Steam engines are also proven technology but suited mainly for constant speed operation in industrial environments. Steam engines are available in different sizes ranging from a few kW to more than 1 MWe.

A gas turbine system requires landfill gas, biogas, or a biomass gasifier to produce the gas for the turbine. This biogas must be carefully filtered of particulate matter to avoid damaging the blades of the gas turbine.  

Stirling engines utilize any source of heat provided that it is of sufficiently high temperature. A wide variety of heat sources can be used but the Stirling engine is particularly well-suited to biomass fuels. Stirling engines are available in the 0.5 to 150 kWe range and a number of companies are working on its further development.

A micro-turbine recovers part of the exhaust heat for preheating the combustion air and hence increases overall efficiency to around 20-30%. Several competing manufacturers are developing units in the 25-250kWe range. Advantages of micro-turbines include compact and light weight design, a fairly wide size range due to modularity, and low noise levels.

Fuel cells are electrochemical devices in which hydrogen-rich fuel produces heat and power. Hydrogen can be produced from a wide range of renewable and non-renewable sources. A future high temperature fuel cell burning biomass might be able to achieve greater than 50% efficiency.

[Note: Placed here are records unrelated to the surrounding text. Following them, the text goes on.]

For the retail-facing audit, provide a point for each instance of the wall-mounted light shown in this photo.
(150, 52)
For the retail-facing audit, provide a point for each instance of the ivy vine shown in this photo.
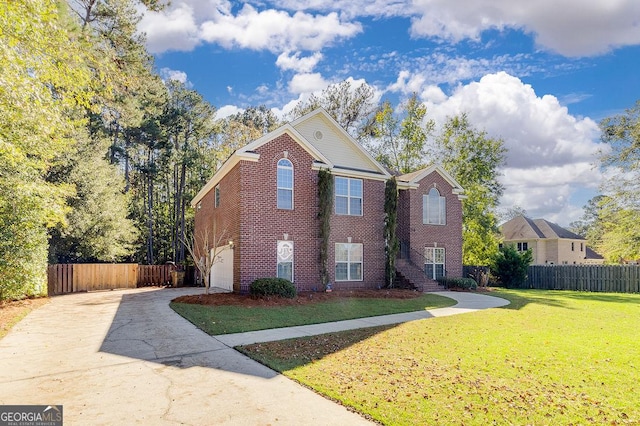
(390, 225)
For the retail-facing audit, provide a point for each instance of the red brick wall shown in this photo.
(264, 224)
(420, 235)
(248, 212)
(367, 229)
(226, 216)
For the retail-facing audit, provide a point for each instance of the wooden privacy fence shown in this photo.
(77, 277)
(604, 278)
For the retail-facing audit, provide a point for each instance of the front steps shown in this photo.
(409, 275)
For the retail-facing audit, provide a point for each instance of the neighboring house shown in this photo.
(265, 200)
(549, 243)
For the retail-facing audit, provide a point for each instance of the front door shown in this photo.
(222, 270)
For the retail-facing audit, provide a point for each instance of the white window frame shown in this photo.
(349, 196)
(434, 257)
(284, 165)
(284, 255)
(350, 261)
(432, 201)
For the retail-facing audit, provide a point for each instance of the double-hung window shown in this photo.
(348, 262)
(434, 208)
(348, 196)
(434, 262)
(285, 184)
(285, 260)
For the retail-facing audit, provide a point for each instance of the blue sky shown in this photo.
(540, 75)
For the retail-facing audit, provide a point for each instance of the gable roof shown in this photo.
(523, 228)
(412, 180)
(322, 137)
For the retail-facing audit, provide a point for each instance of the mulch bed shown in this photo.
(303, 298)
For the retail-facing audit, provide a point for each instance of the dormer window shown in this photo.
(285, 184)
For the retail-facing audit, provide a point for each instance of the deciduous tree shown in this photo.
(473, 159)
(44, 86)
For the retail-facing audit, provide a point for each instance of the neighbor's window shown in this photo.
(348, 196)
(285, 260)
(285, 184)
(348, 262)
(434, 262)
(434, 208)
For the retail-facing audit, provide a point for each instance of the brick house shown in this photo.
(263, 204)
(550, 244)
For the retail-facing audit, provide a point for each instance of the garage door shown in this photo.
(222, 270)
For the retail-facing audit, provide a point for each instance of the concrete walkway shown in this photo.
(467, 302)
(124, 357)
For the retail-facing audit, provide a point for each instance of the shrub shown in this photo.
(273, 287)
(510, 267)
(463, 283)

Biomass Resources from Rice Industry

The cultivation of rice results in two major types of residues – Straw and Husk –having attractive potential in terms of energy. Although the technology for rice husk utilization is well-proven in industrialized countries of Europe and North America, such technologies are yet to be introduced in the developing world on commercial scale. The importance of Rice Husk and Rice Straw as an attractive source of energy can be gauged from the following statistics:

Rice Straw

  • 1 ton of Rice paddy produces 290 kg Rice Straw
  • 290 kg Rice Straw can produce 100 kWh of power
  • Calorific value = 2400 kcal/kg

Rice Husk

  • 1 ton of Rice paddy produces 220 kg Rice Husk
  • 1 ton Rice Husk is equivalent to 410- 570 kWh electricity
  • Calorific value = 3000 kcal/kg
  • Moisture content = 5 – 12%

Rice husk is the most prolific agricultural residue in rice producing countries around the world. It is one of the major by-products from the rice milling process and constitutes about 20% of paddy by weight. Rice husk, which consists mainly of lingo-cellulose and silica, is not utilized to any significant extent and has great potential as an energy source.

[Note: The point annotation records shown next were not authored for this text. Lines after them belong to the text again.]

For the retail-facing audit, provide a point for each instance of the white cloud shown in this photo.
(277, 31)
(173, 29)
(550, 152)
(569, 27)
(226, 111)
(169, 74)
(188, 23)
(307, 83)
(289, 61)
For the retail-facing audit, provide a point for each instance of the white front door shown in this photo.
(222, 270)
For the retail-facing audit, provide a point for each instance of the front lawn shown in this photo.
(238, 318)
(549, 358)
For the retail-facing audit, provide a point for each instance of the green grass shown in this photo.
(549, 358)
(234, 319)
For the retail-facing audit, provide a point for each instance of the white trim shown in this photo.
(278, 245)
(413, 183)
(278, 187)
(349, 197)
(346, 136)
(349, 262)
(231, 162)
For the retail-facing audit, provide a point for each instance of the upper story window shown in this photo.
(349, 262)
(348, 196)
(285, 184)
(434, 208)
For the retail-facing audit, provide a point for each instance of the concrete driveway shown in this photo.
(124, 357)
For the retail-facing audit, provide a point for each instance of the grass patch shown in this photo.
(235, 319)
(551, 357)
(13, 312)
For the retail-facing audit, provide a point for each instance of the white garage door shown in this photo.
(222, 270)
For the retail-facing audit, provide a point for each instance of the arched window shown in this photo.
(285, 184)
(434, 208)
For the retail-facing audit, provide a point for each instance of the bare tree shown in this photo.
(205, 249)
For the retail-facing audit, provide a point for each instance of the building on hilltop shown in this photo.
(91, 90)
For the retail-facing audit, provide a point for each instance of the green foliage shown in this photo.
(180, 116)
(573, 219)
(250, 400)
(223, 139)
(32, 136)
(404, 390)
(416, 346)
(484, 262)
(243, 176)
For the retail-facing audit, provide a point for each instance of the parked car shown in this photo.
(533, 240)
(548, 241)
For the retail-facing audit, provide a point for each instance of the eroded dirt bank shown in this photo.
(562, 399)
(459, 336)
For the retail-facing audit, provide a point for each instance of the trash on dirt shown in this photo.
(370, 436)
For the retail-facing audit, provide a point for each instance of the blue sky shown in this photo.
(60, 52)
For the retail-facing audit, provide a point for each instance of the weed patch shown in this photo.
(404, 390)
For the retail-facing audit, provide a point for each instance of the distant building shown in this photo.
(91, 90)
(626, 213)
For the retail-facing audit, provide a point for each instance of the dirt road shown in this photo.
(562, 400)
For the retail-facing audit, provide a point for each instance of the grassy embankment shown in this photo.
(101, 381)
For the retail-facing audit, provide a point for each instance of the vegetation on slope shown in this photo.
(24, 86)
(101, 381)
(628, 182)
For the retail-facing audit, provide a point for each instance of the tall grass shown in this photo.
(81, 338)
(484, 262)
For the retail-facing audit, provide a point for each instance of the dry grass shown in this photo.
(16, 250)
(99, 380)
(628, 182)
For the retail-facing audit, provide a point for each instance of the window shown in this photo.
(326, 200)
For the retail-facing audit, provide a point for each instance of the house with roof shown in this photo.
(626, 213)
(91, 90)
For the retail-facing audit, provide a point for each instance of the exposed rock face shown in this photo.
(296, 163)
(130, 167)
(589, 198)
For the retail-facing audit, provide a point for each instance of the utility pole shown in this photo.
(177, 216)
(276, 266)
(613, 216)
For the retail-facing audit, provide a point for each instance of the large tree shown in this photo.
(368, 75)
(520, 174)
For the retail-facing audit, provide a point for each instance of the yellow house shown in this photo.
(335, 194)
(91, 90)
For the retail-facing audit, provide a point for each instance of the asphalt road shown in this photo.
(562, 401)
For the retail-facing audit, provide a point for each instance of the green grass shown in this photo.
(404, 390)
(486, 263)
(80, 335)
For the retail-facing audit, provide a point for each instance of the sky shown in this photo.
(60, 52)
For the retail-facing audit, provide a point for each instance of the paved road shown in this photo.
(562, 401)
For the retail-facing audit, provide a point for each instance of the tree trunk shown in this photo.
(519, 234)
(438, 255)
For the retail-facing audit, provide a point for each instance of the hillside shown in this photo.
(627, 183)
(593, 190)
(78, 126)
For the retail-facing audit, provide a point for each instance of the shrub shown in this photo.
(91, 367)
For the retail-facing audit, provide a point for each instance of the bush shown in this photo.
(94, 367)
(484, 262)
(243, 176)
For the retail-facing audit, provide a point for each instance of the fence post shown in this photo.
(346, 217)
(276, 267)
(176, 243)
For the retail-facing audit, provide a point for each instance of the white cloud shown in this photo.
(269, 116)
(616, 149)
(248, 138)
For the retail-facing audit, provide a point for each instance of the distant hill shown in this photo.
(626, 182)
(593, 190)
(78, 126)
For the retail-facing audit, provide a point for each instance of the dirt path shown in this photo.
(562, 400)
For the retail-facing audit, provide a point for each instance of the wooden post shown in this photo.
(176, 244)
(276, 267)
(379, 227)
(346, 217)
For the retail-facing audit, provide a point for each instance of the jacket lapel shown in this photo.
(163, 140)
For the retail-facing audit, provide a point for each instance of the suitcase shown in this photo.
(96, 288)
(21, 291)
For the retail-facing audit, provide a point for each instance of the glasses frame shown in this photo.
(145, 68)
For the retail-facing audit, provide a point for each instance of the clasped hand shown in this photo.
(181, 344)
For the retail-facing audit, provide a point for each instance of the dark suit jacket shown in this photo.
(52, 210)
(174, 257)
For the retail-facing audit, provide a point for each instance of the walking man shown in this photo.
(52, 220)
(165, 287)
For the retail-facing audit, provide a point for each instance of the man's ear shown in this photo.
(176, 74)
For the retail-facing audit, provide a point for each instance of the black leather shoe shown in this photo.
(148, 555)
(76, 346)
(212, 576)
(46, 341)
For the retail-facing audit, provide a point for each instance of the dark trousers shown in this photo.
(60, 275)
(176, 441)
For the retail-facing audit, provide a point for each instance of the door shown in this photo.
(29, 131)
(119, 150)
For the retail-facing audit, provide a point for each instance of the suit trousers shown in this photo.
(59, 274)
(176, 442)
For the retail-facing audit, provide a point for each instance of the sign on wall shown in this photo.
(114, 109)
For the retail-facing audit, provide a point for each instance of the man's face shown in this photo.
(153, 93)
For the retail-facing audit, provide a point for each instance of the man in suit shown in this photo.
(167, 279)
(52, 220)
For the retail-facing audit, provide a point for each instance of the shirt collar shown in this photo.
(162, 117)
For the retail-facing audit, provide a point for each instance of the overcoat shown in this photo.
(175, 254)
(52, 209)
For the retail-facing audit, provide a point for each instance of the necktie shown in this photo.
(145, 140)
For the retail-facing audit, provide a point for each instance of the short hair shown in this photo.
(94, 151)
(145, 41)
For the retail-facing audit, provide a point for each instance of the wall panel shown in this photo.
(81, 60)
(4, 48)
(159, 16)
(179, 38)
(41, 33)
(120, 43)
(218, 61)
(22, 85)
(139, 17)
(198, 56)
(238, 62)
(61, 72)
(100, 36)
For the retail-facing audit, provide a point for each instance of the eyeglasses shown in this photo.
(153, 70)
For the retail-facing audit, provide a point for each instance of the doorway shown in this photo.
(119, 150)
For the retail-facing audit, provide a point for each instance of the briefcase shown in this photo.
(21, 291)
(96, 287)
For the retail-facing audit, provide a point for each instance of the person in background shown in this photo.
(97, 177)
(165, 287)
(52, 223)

Rice husk can be used for power generation through either the steam or gasification route. For small scale power generation, the gasification route has attracted more attention as a small steam power plant is very inefficient and is very difficult to maintain due to the presence of a boiler. In addition for rice mills with diesel engines, the gas produced from rice husk can be used in the existing engine in a dual fuel operation.

The benefits of using rice husk technology are numerous. Primarily, it provides electricity and serves as a way to dispose of agricultural waste. In addition, steam, a byproduct of power generation, can be used for paddy drying applications, thereby increasing local incomes and reducing the need to import fossil fuels. Rice husk ash, the byproduct of rice husk power plants, can be used in the cement and steel industries further decreasing the need to import these materials.

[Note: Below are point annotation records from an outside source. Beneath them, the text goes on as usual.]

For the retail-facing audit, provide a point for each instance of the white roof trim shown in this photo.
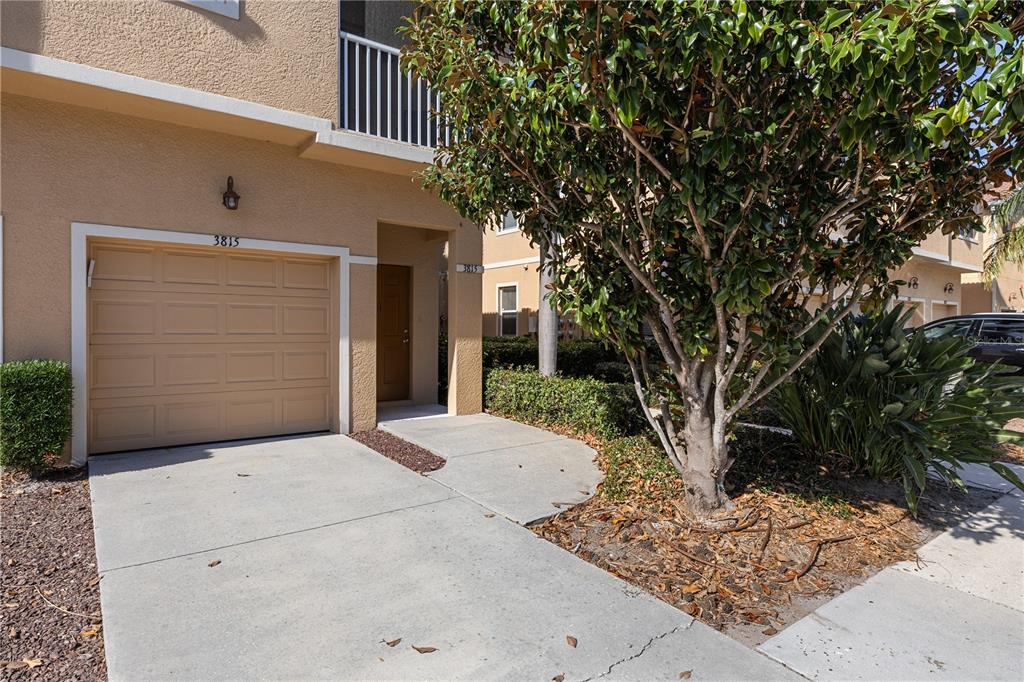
(379, 145)
(508, 263)
(228, 8)
(143, 87)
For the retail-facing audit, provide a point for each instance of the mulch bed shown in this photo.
(799, 536)
(52, 627)
(408, 455)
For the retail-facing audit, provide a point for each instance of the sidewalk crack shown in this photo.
(642, 650)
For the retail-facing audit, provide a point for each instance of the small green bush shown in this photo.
(579, 357)
(896, 405)
(637, 466)
(584, 405)
(35, 413)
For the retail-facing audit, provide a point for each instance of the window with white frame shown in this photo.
(508, 310)
(508, 224)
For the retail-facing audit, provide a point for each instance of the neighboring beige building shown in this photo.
(511, 282)
(184, 321)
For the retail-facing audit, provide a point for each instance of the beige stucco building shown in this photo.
(938, 282)
(187, 321)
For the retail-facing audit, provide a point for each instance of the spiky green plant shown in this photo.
(898, 405)
(1008, 222)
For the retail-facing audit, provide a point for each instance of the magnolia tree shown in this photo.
(699, 170)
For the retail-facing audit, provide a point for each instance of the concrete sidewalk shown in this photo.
(957, 613)
(521, 472)
(300, 558)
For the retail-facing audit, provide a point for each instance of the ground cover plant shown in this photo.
(696, 170)
(894, 405)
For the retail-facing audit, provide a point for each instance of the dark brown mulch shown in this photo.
(408, 455)
(52, 628)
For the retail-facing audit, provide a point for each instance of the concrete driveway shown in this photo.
(299, 558)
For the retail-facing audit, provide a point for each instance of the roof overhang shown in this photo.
(56, 80)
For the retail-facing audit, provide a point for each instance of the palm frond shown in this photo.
(1008, 222)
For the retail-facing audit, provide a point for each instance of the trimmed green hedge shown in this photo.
(35, 413)
(584, 405)
(579, 357)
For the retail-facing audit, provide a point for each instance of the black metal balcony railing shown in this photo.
(378, 98)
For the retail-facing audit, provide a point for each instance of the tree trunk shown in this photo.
(547, 323)
(707, 462)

Rice straw can either be used alone or mixed with other biomass materials in direct combustion. In this technology, combustion boilers are used in combination with steam turbines to produce electricity and heat. The energy content of rice straw is around 14 MJ per kg at 10 percent moisture content.  The by-products are fly ash and bottom ash, which have an economic value and could be used in cement and/or brick manufacturing, construction of roads and embankments, etc.

Straw fuels have proved to be extremely difficult to burn in most combustion furnaces, especially those designed for power generation. The primary issue concerning the use of rice straw and other herbaceous biomass for power generation is fouling, slagging, and corrosion of the boiler due to alkaline and chlorine components in the ash. Europe, and in particular, Denmark, currently has the greatest experience with straw fired power and CHP plants.